Esta formación incluye el manejo integral del dolor de forma multidisciplinar, implicando además a enfermería, farmacéuticos y el equipo de salud mental.  Además, el contenido del plan formativo se puede acoplar a las herramientas de soporte de decisiones en la historia clínica electrónica.
Dado que la crisis de la “mala prescripción” de opioides está alcanzando niveles de considerarse una prioridad nacional, el autor plantea que quizás no sea suficiente el abordarlo mediante esta formación voluntaria, sino que quizás deberían publicar un mandato o norma que obligase a formarse y reciclarse para poder prescribir opiodes.
El autor termina realizando una reflexión: “Creo que la profesión médica es lo suficientemente compasiva y lo suficientemente brillante como para aprender a prescribir opioides de manera que maximice los beneficios y minimice los riesgos. Aunque el manejo del dolor crónico es complicado y requiere mucho tiempo, debemos garantizar a nuestros pacientes el acceso a la gestión integral del dolor, incluyendo el uso apropiado de medicamentos opioides”.
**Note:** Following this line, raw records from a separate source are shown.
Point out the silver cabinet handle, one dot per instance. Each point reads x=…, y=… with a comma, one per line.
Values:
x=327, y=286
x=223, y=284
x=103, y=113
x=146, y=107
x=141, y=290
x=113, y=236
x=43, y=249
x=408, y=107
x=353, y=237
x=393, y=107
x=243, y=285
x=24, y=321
Y en nuestro medio, ¿cómo lo estamos haciendo? Pues seguramente también podemos mejorar. El estudio de utilización de opioides en España, publicado por la AEMPS, sólo abarca datos hasta el año 2006, pero en él ya se detalla el impacto que tanto la orden Ministerial de 25 de abril de 1994 (sobre prescripción y dispensación de ciertos opiodes) y la oferta de fármacos y sus diferentes vías de administración han tenido en cuanto a datos de consumo y perfil de utilización.
Recientes datos CCAA reflejan un aumento importante del consumo de opioides en los últimos 10 años,  siendo la vía transdérmica, con gran diferencia, la más utilizada y dentro de la vía oral, el aumento en el consumo se debe a la prescripción de los opioides más nuevos del grupo.
El año pasado, el Ministerio de Sanidad junto con el Instituto para el Uso Seguro de los Medicamentos de Salamanca, publicaron un documento de consenso sobre prácticas para el manejo seguro de opioides en pacientes con dolor crónico. Sus recomendaciones contemplan todos los procesos críticos del uso de los analgésicos opioides y consideran las principales causas asociadas a los errores detectados habitualmente en el curso de su utilización.
Incluyen prácticas dirigidas a las instituciones sanitarias, a los profesionales y a los pacientes o cuidadores, lo que subraya la necesidad de que todos los agentes implicados aborden su papel para garantizar un uso seguro de estos medicamentos.